Basically, Up in Pieces turns photos into playable jigsaw puzzles. You can import any image from your Photo Library into the app. This means your puzzles could come from photos taken with the iPad camera, images saved from webpages, screenshots taken in any app, collages made with a collage app like Pic Collage, etc.
Creating a puzzle is quite simple, click on the word Create and select the image you wish to use. At this point you may be required to crop a little from each side of your image, so you do need to be careful that no important parts of your puzzle will be removed. Next select the number of pieces you would like your puzzle to have, and by turning on rotate, pieces will be randomly rotated therefore making the puzzle a bit more difficult to complete. Your puzzle is then created and saved.
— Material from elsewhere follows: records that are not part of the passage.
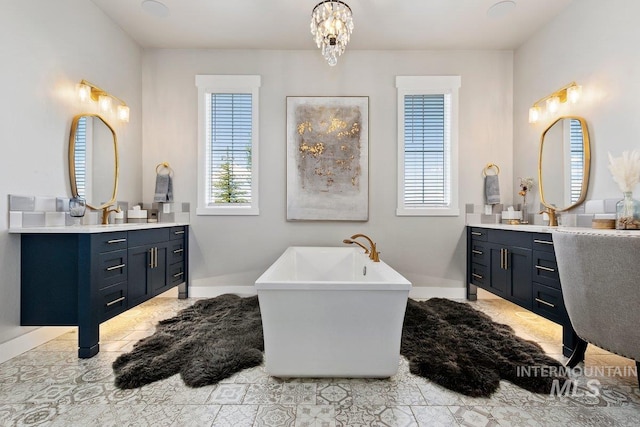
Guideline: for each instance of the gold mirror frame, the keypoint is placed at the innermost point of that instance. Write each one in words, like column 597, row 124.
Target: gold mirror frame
column 72, row 152
column 587, row 164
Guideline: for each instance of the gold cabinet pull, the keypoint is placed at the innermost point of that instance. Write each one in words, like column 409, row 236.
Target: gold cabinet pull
column 541, row 301
column 544, row 242
column 115, row 267
column 115, row 301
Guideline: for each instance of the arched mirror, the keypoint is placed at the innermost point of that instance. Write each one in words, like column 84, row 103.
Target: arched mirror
column 93, row 160
column 563, row 164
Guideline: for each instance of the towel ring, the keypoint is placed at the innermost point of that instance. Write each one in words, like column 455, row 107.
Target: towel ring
column 491, row 166
column 164, row 165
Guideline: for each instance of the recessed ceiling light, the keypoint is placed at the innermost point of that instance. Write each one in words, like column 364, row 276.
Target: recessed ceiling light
column 501, row 8
column 155, row 8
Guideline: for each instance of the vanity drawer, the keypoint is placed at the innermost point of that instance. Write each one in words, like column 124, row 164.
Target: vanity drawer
column 113, row 301
column 519, row 239
column 175, row 274
column 105, row 242
column 479, row 252
column 178, row 232
column 479, row 234
column 147, row 237
column 548, row 303
column 176, row 251
column 112, row 268
column 479, row 275
column 545, row 269
column 542, row 242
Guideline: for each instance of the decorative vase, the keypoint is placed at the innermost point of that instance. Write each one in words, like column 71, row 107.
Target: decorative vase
column 525, row 213
column 77, row 208
column 628, row 213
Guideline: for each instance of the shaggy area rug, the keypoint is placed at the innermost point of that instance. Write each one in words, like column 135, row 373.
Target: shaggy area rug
column 448, row 342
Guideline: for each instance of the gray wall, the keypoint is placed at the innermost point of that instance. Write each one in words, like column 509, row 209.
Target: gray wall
column 46, row 48
column 595, row 44
column 234, row 251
Once saved your Up in Pieces puzzle can be shared via emailing the link. Students must have the Up in Pieces app installed in order to use the link. When you choose to share a puzzle, it is uploaded to Up in Piece’s server and is available via a hyperlink. To get the hyperlink, your options are to share it by Twitter, Facebook, or Email. As I cannot use Twitter or Facebook at my school, I chose to email the link to my students. Firstly by emailing the link to myself, and then using the bulk email function forward it to my class. I did run into difficulties as students were unable to open the link, though this could be due to permissions on my school’s network. So to make the link work I did have to manually email each student. A tedious process. Next time I might embed a QR code with the link. Though not sure this will be successful.
Whilst I did have a minor technical hitch, I am planning on using this app across all year levels that I teach as my students really enjoyed using the app and it is another way that encourages students’ communication skills.